The move vindicates Rajan’s policies on a no-holds-barred strategy to rein in prices and keep inflation well below interest rates on fixed deposits.
The approach, which won him few supporters and in fact, helped the din against his re-appointment, also underscores the government’s tacit agreement that the environment is not conducive for a rate cut. That is probably what will happen on Tuesday too.
The third bi-monthly monetary policy for this fiscal will likely retain the repo rate — the rate at which banks borrow short-term funds from RBI — at 6.5% as retail inflation is still above RBI’s targeted level.
According to the central bank’s own projections, consumer price index (CPI)-based inflation should come down to 5% by January 2017 and anchor in at 4% by March 2018. So, chances of a rate cut even in the remaining part of 2016-17 look remote.
What is now important is to know what will be left on the plate for Rajan’s successor.
For starters, there is the formation of the monetary policy committee (MPC) that Rajan feels can institutionalise the mechanism of setting interest rates. The composition that saw initial run-ins with the government, will now be equally divided between the central bank and the government, with the RBI governor having the casting vote. “This creates an institution that many other countries have adopted, which India was slow to adopt,” Rajan had said during a recent meeting of central bankers.
Much has been written about Rajan’s efforts to rid the banking system of the huge bad loans it had taken upon itself. In the past two years, RBI has asked banks to recognise bad loans early on and make provisions for them, besides rolling out debt restructuring exercises.
But the central bank is still striving uphill. There is still much to be done and much more to do to make companies and banks take harsh decisions.

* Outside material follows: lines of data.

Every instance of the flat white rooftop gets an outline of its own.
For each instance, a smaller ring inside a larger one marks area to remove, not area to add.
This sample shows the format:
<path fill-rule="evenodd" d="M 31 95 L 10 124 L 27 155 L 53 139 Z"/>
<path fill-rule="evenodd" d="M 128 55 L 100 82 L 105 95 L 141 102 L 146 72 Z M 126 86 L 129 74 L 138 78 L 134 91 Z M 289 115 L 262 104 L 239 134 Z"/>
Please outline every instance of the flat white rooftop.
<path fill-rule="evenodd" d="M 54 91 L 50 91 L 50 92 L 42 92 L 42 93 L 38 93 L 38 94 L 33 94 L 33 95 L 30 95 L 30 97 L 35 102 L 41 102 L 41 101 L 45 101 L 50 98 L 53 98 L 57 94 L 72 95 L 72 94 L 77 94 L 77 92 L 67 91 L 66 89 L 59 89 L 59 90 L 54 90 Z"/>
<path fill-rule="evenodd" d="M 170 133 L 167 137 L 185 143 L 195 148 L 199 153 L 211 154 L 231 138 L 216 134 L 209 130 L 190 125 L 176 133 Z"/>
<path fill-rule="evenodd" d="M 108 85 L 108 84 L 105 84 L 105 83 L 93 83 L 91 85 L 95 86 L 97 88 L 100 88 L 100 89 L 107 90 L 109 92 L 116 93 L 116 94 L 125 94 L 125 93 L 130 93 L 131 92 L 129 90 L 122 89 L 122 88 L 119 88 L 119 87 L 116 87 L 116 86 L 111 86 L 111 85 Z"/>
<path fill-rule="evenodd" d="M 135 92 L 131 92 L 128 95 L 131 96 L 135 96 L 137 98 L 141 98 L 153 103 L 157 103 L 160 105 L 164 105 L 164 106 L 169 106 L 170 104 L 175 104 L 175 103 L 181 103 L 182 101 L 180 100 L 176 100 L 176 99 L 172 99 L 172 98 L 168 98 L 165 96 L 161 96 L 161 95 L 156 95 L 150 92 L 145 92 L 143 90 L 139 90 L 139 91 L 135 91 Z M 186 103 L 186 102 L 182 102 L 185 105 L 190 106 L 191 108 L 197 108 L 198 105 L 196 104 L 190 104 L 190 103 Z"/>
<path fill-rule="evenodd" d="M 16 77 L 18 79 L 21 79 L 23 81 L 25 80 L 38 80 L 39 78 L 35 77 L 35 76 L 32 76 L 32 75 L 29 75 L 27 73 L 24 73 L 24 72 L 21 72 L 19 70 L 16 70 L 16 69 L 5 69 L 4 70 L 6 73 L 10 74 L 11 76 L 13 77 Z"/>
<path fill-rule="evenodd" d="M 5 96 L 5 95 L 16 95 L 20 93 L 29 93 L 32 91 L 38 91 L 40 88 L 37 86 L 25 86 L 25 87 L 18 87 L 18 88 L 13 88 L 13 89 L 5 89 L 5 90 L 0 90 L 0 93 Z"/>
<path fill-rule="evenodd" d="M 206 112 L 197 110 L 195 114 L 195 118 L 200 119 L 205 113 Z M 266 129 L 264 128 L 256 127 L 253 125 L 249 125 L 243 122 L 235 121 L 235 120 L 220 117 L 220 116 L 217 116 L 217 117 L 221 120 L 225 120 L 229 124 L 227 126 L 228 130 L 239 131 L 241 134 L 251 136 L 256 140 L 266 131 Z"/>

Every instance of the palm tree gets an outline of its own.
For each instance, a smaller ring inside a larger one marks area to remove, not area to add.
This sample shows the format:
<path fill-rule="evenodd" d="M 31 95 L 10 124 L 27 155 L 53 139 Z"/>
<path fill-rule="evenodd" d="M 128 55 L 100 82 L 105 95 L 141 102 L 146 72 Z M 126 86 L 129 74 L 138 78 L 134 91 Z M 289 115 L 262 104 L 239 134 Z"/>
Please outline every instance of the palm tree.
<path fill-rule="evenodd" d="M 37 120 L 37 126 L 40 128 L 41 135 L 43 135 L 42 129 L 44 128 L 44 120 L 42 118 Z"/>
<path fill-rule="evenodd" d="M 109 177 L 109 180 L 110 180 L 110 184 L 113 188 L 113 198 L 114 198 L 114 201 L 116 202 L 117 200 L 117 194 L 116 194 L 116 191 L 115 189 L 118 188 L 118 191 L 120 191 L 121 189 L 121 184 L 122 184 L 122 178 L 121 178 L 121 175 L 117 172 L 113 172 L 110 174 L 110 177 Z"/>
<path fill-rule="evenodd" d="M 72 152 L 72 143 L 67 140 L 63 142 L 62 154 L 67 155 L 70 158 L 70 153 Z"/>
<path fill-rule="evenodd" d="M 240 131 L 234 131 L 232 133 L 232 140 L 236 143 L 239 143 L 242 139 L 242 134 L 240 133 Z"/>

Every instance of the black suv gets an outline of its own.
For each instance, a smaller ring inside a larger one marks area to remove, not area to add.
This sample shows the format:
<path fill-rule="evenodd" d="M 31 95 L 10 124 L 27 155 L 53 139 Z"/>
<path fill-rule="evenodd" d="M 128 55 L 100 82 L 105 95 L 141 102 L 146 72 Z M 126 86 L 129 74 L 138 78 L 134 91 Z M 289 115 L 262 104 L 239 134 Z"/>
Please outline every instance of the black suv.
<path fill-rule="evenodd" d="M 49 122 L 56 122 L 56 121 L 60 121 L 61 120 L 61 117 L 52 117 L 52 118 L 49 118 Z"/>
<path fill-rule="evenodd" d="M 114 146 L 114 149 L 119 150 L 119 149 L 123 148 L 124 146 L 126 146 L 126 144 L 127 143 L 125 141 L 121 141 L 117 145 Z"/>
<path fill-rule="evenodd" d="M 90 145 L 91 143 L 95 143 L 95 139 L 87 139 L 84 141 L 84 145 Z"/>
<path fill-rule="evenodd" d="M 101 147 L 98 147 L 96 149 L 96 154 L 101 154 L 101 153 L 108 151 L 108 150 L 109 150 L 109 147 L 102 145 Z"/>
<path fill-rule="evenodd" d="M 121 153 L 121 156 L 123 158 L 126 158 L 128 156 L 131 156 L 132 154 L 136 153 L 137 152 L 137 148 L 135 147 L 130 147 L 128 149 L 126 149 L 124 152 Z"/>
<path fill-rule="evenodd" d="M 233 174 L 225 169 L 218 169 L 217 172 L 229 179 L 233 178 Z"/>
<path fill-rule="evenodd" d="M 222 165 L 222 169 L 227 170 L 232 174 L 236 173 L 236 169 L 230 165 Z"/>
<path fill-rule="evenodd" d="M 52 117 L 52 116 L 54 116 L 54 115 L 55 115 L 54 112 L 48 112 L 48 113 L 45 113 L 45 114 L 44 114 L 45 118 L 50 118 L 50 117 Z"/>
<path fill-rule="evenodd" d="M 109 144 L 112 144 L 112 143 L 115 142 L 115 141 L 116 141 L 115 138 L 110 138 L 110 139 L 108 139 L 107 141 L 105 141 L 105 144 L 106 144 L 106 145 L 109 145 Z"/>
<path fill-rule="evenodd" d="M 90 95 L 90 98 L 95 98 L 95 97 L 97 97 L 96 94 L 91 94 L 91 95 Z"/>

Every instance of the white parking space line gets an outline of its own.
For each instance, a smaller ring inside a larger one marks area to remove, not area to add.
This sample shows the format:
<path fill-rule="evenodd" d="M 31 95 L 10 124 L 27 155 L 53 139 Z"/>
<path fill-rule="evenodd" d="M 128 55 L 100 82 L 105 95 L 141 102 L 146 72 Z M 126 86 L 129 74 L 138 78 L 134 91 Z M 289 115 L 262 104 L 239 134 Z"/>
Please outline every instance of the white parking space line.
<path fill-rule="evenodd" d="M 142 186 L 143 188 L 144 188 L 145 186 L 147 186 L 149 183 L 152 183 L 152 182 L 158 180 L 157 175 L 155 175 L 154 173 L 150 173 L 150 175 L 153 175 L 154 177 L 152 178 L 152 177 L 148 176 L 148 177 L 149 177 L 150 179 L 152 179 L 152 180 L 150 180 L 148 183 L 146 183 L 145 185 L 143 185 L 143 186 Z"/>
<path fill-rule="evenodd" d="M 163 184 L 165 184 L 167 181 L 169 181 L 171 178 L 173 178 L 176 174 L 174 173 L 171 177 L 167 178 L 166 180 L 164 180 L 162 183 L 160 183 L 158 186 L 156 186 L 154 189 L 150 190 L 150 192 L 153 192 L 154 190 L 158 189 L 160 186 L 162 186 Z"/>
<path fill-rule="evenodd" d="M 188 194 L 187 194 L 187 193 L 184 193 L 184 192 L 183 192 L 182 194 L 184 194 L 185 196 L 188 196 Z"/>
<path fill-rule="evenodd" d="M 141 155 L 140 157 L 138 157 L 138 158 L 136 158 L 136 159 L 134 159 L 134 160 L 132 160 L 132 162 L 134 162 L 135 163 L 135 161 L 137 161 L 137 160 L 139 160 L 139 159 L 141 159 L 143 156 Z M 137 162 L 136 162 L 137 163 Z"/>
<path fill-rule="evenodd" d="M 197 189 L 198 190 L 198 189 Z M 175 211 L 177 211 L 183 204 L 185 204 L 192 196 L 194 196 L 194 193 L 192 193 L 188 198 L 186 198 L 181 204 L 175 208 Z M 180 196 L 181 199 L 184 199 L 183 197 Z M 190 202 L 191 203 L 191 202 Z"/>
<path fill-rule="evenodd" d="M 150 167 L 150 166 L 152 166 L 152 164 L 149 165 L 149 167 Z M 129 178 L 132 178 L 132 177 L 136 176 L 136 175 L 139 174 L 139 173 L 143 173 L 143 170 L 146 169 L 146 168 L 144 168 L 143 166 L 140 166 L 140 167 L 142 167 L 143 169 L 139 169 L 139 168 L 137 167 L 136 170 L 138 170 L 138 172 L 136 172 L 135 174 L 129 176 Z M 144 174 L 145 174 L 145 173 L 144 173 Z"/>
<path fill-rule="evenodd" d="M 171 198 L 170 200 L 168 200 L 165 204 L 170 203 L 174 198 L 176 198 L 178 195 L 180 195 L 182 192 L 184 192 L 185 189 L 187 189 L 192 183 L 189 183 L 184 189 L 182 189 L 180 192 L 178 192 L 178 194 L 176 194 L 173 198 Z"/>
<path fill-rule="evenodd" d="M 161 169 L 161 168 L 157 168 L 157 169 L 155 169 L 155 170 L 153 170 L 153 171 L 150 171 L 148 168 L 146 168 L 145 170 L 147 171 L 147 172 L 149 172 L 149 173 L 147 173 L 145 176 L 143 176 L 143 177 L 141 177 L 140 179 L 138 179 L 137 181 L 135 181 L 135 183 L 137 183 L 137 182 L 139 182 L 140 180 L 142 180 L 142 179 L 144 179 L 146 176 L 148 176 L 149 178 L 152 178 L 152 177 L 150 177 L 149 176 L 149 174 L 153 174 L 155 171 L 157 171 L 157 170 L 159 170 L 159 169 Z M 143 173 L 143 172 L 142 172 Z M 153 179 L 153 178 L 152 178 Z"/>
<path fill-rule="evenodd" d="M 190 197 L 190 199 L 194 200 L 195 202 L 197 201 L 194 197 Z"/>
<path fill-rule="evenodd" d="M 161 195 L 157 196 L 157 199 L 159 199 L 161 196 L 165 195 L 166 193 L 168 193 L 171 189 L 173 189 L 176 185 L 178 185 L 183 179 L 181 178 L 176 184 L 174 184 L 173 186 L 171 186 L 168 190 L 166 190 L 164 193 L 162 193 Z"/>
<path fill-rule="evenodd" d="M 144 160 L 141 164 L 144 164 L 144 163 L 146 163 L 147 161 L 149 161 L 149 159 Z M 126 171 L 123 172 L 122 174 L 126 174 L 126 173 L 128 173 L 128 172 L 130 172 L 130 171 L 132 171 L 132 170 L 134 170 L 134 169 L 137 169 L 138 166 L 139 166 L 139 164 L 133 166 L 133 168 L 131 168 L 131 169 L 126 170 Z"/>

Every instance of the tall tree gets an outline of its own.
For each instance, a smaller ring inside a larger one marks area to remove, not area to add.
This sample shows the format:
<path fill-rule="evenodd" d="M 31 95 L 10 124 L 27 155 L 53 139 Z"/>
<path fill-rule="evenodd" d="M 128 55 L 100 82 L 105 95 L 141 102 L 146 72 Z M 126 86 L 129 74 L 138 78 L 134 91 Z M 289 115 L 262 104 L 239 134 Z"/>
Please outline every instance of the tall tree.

Bank licence is another area where RBI has a lot to cover. While it has successfully kept away large business houses from owning banks, small finance banks and payments banks are yet to develop. The latter has already seen teething problems with shortlisted applicants abandoning their ventures on grounds of viability — enough to prompt RBI to issue veiled warnings of penalties. But screening of applicants and selecting serious players is less than half the battle; use of technology to allow the poor to transfer money, at low costs, is a big task.
Then there are areas such as the bond market and financial inclusion. But the biggest feature of Rajan’s legacy and one that the new governor will have to carry forward, is to strengthen RBI’s independence. The role of the financial regulator will also have to be aligned with financial sector reforms. That would be one of the biggest items on the plate.